Both countries are aiming for negative carbon balances to benefit from international funds. Irfaan Ali estimates carbon credits at 190 million dollars per year for Guyana.
But Monique Pool, a Surinamese figure in the defense of the environment in the sub-region, rightly believes that it would have been necessary to give up - like France in Guyana - to exploit this oil to devote herself solely to the quest for " carbon credits, a better path than oil".
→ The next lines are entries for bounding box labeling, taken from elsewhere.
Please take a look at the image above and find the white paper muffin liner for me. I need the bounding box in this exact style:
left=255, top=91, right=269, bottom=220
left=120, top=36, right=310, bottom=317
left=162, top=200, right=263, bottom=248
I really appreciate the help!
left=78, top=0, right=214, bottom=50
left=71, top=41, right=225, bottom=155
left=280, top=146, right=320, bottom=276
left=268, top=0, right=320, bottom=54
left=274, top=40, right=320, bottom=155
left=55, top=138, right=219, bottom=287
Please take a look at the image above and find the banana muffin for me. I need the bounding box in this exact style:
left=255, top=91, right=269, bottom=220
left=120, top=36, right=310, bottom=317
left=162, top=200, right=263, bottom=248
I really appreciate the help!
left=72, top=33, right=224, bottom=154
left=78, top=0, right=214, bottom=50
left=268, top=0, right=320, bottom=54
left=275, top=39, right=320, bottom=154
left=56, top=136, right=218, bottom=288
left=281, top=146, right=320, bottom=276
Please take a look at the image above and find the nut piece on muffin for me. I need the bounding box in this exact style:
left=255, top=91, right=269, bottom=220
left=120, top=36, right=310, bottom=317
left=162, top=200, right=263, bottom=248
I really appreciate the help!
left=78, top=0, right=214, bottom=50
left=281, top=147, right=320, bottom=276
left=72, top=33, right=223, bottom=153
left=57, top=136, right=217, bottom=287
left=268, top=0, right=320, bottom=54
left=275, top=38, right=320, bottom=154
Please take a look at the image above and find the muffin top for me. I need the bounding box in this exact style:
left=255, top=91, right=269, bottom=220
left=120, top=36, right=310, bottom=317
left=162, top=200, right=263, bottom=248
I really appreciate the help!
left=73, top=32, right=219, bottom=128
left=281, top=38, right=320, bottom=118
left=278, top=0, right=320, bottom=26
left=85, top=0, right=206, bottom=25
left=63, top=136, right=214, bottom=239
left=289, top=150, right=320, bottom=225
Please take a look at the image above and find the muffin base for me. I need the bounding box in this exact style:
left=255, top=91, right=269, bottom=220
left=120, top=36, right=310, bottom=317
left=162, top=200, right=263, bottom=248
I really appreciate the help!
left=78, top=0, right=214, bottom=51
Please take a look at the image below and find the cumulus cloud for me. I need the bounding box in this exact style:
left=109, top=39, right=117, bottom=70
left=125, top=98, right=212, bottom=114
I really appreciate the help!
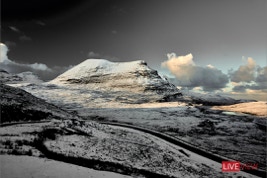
left=19, top=35, right=32, bottom=41
left=230, top=58, right=267, bottom=95
left=9, top=26, right=21, bottom=33
left=229, top=58, right=256, bottom=83
left=161, top=53, right=229, bottom=91
left=0, top=43, right=72, bottom=80
left=87, top=51, right=100, bottom=58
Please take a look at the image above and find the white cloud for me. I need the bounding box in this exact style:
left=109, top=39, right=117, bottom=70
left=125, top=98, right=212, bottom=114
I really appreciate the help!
left=161, top=53, right=228, bottom=91
left=19, top=35, right=32, bottom=41
left=87, top=51, right=100, bottom=58
left=0, top=43, right=11, bottom=63
left=229, top=58, right=256, bottom=83
left=9, top=26, right=21, bottom=33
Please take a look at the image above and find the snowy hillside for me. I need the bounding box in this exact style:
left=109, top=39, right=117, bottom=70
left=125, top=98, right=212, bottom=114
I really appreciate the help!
left=49, top=59, right=178, bottom=96
left=0, top=84, right=78, bottom=123
left=0, top=69, right=43, bottom=84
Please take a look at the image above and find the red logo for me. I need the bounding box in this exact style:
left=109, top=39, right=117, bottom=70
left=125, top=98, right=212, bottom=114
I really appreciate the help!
left=222, top=161, right=240, bottom=172
left=222, top=161, right=258, bottom=172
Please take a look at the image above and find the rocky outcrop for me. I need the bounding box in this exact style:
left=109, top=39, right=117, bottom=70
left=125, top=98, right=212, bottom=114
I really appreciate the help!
left=49, top=59, right=181, bottom=103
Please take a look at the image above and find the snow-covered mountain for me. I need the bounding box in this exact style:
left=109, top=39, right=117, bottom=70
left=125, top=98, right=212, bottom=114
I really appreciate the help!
left=0, top=84, right=76, bottom=123
left=49, top=59, right=179, bottom=96
left=0, top=69, right=23, bottom=83
left=0, top=69, right=43, bottom=84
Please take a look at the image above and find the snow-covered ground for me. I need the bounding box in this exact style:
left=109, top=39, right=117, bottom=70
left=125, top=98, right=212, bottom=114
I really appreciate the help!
left=212, top=101, right=267, bottom=117
left=0, top=155, right=131, bottom=178
left=0, top=60, right=266, bottom=177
“It will bring us money faster and for longer. Because it is sustainable. As long as we stay green we will have credits. Forever”.
"Offshore is a risk" in terms of pollution in this "virgin and high biodiversity" region, she adds.
In Georgetown, activist and lawyer Christopher Ram quips: "Right now it's Pompoms! Pompoms! Frivolities (like ecology) are not important."
Above all, he criticizes successive governments for having sold off the country's "sovereignty" by signing "bad and unbalanced" contracts in favor of the oil companies.
"The curse of oil seems inevitable (...) We have no economic policy and we need good governance".
In Paramaribo, the economist Steven Debipersad, from Anton de Kom University, underlines that the 10 billion dollars (revenue projection over 10-20 years) for a GDP of 3.5 billion will bring growth but there is will have an impact on the environment.
- "A lot of money" -
"It's not just the platforms to take into account, but growth, the resulting increase in population, car traffic, electricity consumption. It's going to be hard to keep the carbon footprint neutral. But it's is possible," he said.
Cynthia Neel, 53, an employee of a children's home, separated from her daughter when she was 6 to send her to study in the Netherlands: "If Suriname was going well, I would have kept her with me. I hope that with the oil the children won't have to leave."
His daughter Sheryva Winter, 29, who works in Rotterdam in logistics, believes: "If Suriname is better, I will think about returning".
Annand Jagesar, the CEO of Staatasolie, the Surinamese oil company, who studied in his country before completing his training in Maastricht, sweeps away the lesson givers: "When it suits, we change. Today in Europe, we are reopening coal plants so let us produce oil. We will do it while participating in the fight against global warming", he promises.
He warns: "We are going to have lots and lots of money. But if we don't invest it to diversify, then we will be in lots and lots of trouble."